It’s his most famous novel but I just didn’t dig it. Too barren, too cold, too confusing. So I let his other novel The Secret Pilgrim gather dust on my shelf.
I’m glad I returned to le Carre because I loved The Secret Pilgrim. The Cold War has ended and a spy named Ned narrates what becomes of the British spy service. The Secret Pilgrim is actually a series of short stories about the agents that have fallen over the years — either turned traitor, had their cover blown or just plain gone missing.
Confession: I finally read this because I became hopelessly addicted to watching Homeland. This article sums up what it’s like to be a fan of this show.
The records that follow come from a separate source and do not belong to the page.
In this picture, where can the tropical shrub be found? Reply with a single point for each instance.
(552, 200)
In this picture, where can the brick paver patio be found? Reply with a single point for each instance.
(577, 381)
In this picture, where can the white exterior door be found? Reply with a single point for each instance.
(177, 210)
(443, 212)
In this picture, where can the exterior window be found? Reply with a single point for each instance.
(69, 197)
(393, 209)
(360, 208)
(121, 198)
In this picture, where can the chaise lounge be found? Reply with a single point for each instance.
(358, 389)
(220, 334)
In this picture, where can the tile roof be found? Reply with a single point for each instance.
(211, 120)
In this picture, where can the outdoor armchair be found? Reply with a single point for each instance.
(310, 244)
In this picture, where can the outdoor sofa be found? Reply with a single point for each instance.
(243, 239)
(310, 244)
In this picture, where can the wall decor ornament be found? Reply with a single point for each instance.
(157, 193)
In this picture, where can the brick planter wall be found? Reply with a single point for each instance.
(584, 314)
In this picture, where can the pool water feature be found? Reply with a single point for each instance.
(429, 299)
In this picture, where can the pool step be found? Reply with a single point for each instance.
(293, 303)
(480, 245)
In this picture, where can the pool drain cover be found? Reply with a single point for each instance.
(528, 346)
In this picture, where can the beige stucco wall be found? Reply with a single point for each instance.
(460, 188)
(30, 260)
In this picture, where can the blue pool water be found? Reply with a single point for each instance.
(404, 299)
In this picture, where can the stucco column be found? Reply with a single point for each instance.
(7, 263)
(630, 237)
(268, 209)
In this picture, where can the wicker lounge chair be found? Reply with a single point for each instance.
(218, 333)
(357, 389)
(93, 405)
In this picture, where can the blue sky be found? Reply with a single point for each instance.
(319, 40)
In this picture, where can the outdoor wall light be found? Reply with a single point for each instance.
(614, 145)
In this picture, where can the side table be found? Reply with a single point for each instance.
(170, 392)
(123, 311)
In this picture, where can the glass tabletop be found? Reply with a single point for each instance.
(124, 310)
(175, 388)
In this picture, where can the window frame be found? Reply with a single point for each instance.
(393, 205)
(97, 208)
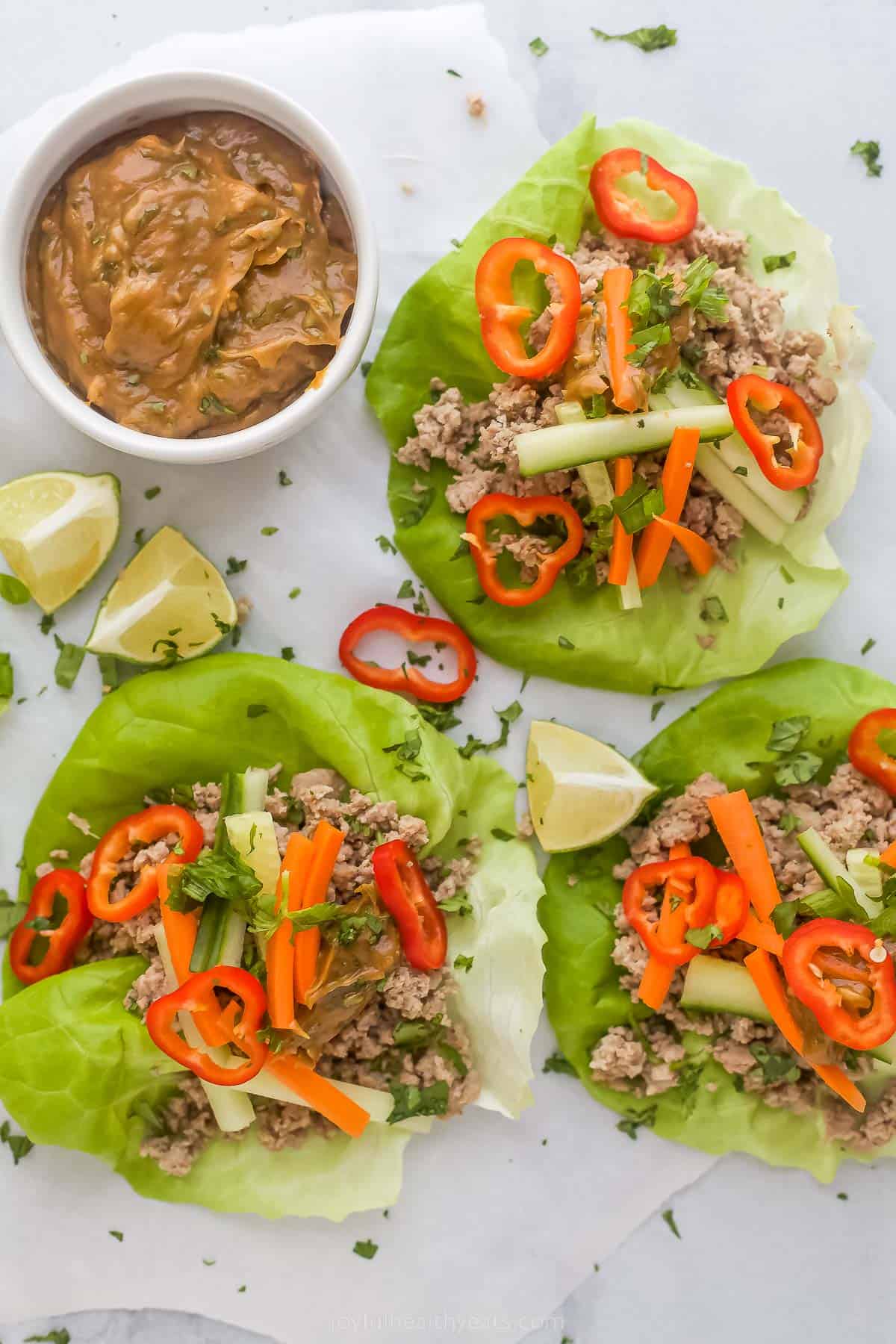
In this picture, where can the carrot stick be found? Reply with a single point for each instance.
(655, 983)
(762, 933)
(771, 989)
(279, 954)
(837, 1080)
(742, 838)
(700, 554)
(320, 1093)
(621, 549)
(677, 470)
(180, 927)
(326, 846)
(617, 284)
(657, 976)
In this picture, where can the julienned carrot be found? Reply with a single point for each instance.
(742, 838)
(617, 284)
(320, 1095)
(677, 470)
(621, 550)
(700, 554)
(180, 929)
(762, 933)
(844, 1086)
(279, 954)
(771, 987)
(657, 976)
(326, 847)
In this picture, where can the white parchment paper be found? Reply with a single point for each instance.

It’s a tad obsessive but it makes you want to read and watch anything and everything about spies. But I assure you, The Secret Pilgrim is not just about spies.
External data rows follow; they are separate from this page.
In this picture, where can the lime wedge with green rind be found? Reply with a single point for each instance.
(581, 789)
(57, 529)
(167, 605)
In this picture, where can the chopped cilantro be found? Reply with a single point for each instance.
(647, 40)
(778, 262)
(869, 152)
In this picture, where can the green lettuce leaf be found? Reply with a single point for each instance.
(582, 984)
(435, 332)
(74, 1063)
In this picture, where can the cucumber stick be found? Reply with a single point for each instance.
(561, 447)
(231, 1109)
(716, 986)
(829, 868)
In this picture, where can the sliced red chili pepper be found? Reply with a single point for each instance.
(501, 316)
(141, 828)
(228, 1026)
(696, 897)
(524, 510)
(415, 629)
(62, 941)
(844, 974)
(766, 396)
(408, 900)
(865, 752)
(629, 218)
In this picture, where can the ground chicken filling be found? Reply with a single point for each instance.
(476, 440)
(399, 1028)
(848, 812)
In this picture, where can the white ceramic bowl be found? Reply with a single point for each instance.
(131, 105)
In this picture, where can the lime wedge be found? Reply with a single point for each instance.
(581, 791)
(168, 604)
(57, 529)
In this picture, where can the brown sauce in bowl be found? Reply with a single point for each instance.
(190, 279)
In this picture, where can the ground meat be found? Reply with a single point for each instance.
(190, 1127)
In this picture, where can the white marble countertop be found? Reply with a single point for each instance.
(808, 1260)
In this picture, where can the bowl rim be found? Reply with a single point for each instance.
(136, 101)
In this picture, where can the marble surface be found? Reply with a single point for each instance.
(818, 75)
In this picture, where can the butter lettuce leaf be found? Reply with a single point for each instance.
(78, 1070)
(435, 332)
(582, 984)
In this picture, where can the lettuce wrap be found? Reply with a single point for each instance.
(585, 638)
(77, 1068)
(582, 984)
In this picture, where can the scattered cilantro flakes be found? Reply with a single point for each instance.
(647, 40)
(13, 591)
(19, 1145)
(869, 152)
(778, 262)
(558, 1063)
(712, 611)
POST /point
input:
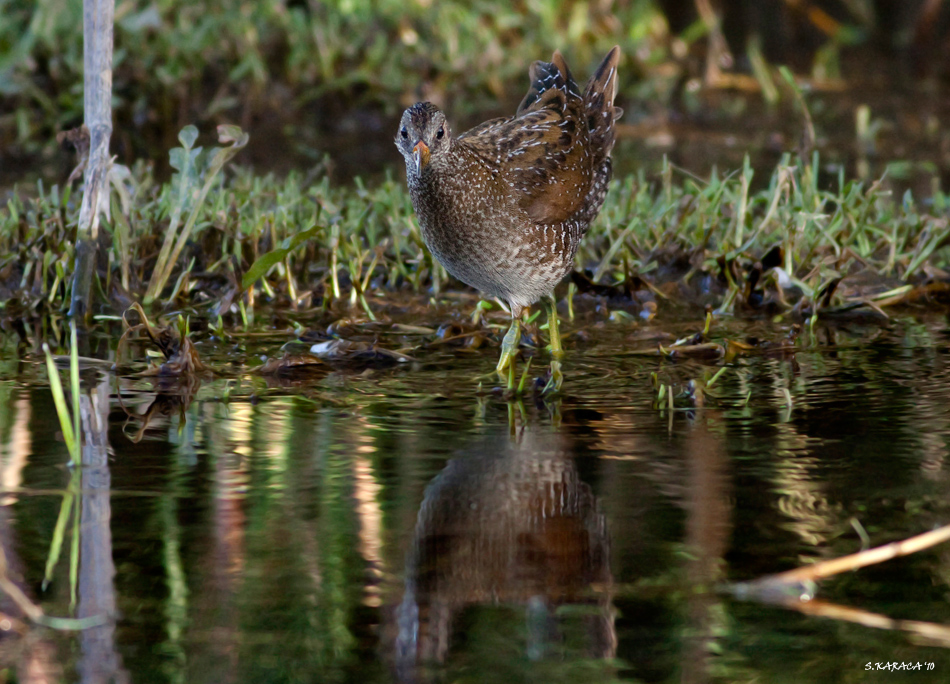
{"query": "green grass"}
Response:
(300, 241)
(225, 60)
Loyalty is a fickle sport and you get to witness the mental anguish behind betrayal. We’re reminded that when it comes to war (and love, for that matter), there is no real clear divide between the good guys and the bad ones. And when you’re constantly caught between the two, it’s entirely possible to find yourself fighting on the losing side.
Le Carre also makes a political statement at the end of the book. I don’t want to give too much away but it’s a statement that’s very relevant today despite being written in 1990. Different war, same problems.
What’s the best spy novel you’ve read? And how anxious are you getting for the next season of Homeland?